Mittwoch, 24. August 2011

Hemden, Hemden, Hemden

Seit Jahren nähe ich alle Hemden für meinen Mann, worauf wir beide ein wenig stolz sind.

Ich habe im Laufe der Zeit einmal den Schnitt gewechselt, als der Wunsch nach einem etwas körpernäherem Modell geäußert wurde. Es waren aber immer Burdaschnitte aus Monatsheften.

Wenn ich einen geeigneten Hemdenstoff sehe, wird gekauft, denn ich brauche ja Material und irgendwann wird es schon vernäht. Ich bin auch immer auf der Suche nach außergewöhnlichen Stoffen; gern verarbeite ich Leinen, besonders Bicolor-Leinen, wie es sie bei Florence gibt. Auch auf Reisen gekaufte Stoffe sind beliebt; da wird dann immer ein wenig Erinnerung mit eingenäht.

Beispiele von Hemden aus der letzten Zeit:


Ein Hemd aus einem leichten Jeansstoff mit silberfarbenen Metallknöpfen. Zugegeben: ein unspektakuläres Material, aber Jeanshemden werden heiß geliebt und es müssen besser immer wenigstens zwei im Schrank sein.


Dieses Hemd ist aus einer terracottafarbenen Baumwolle in der Webart eines Gabardine.

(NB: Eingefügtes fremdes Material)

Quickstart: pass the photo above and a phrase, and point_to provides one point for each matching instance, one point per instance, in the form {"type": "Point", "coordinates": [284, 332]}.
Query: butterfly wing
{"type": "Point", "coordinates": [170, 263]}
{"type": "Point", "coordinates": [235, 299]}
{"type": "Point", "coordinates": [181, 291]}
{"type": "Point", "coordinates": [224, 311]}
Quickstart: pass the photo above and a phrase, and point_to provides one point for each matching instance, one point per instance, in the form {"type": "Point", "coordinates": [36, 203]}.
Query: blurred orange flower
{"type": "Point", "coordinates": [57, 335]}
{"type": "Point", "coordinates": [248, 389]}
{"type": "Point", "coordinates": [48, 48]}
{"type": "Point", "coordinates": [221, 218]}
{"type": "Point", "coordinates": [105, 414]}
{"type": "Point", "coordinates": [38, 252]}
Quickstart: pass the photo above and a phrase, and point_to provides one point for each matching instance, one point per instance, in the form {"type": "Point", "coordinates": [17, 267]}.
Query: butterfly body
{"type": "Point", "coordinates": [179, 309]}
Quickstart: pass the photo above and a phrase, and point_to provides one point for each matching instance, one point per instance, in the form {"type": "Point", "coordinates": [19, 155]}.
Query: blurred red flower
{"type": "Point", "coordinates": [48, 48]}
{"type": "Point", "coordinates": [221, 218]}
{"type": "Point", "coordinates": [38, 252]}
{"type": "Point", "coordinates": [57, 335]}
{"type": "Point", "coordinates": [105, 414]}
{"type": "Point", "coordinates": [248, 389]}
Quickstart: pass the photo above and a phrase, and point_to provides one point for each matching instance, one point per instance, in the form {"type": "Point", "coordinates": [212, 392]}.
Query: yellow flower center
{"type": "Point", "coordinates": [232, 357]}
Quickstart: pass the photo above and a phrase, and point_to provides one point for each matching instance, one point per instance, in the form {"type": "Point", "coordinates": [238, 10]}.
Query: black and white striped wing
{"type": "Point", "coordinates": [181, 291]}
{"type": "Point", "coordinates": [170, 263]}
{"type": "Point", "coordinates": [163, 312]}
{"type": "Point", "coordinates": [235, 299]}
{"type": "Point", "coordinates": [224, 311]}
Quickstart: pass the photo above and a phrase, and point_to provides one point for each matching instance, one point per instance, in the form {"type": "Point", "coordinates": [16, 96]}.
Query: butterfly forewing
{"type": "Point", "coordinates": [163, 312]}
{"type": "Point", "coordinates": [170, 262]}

Der Stoff war von stoffe.de, die bräunlich-naturfarbenen Knöpfe sind zwar "nur" aus Kunststoff, aber fein braun-beige gemasert (auf dem Foto nicht gut zu erkennen), was ich hier sehr passend fand.


Dieses Hemd ist aus reinem Leinen, fast schwarz und mit feinen Nadelstreifen. Hier passen Perlmuttknöpfe (sowieso mein Favorit bei Knöpfen) sehr gut. Dieser Stoff war ein Glücksfall: nicht zu dick und nicht zu dünn, dicht gewebt aber nicht steif, sehr gut zu verarbeiten und die Trageeigenschaften  sind hervorragend. Den Stoff vom Hersteller Schönderlein & Helm habe ich in Gießen bei "Stoffblüte" gekauft.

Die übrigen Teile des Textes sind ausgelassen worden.